IFS INTERNATIONAL, INC.
has caused this notification to be signed on its behalf by the undersigned
hereunto duly authorized.
Date SEPTEMBER 16, 1996 By \S\ FRANK PASCUITO
Frank Pascuito, Chairman
INSTRUCTION: The form may be signed by an executive officer of the registrant
or by any duly authorized representative. The name and title of the person
signing the form shall be typed or printed beneath the signature. If the
statement is signed on behalf of the registrant by an authorized representative
(other than an executive officer), evidence of the representative's authority
to sign on behalf of the registrant shall be filed with the form.
GENERAL INSTRUCTIONS
1. This form is required by Rule 12b-25 (17 CFR 240.12b-25) of the General
Rules and Regulations under the Securities Exchange Act of 1934.
2. One signed original and four conformed copies of this form and amendments
thereto must be completed and filed with the Securities and Exchange
Commission, Washington, D.C. 20549, in accordance with Rule 0-3 of the General
Rules and Regulations under the Act. Theinformation contained in or filed with
the form will be made a matter of public record in the Commission files.

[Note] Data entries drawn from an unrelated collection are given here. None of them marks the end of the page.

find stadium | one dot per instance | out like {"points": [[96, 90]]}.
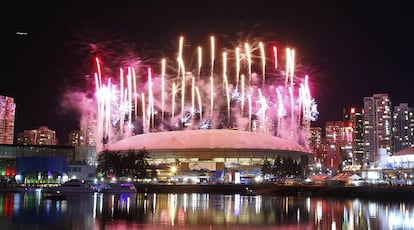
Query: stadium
{"points": [[225, 153]]}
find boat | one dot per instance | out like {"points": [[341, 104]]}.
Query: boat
{"points": [[71, 186], [24, 188], [55, 196], [119, 188]]}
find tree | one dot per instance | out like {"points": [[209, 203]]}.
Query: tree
{"points": [[128, 164]]}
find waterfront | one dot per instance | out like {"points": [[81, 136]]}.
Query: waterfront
{"points": [[201, 211]]}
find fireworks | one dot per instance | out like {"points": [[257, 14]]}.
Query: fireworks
{"points": [[222, 98]]}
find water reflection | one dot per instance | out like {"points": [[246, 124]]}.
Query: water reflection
{"points": [[185, 211]]}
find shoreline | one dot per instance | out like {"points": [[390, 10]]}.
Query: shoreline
{"points": [[371, 192], [335, 191]]}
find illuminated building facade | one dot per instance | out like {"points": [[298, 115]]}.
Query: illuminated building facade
{"points": [[377, 128], [339, 137], [41, 136], [403, 127], [7, 114], [356, 117]]}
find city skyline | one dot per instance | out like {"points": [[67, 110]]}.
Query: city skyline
{"points": [[339, 45]]}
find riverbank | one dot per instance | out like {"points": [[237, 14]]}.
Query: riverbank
{"points": [[366, 192]]}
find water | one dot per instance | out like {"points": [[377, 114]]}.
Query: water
{"points": [[199, 211]]}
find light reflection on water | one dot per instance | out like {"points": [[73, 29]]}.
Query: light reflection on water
{"points": [[200, 211]]}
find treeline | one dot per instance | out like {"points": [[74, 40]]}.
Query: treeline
{"points": [[125, 164], [282, 167]]}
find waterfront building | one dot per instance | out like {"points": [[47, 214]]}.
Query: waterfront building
{"points": [[339, 138], [41, 136], [357, 118], [50, 155], [403, 127], [7, 115], [222, 152], [377, 129]]}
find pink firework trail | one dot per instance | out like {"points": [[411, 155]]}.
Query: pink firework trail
{"points": [[284, 112]]}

3. A manually signed copy of the form and amendments thereto shall be filed
with each national securities exchange on which any class of securities of
the registrant is registered.
4. Amendments to this notification must also be filed on form 12b-25 but
need not restate information that has been correctly furnished. The form
shall be clearly identified as an amended notification.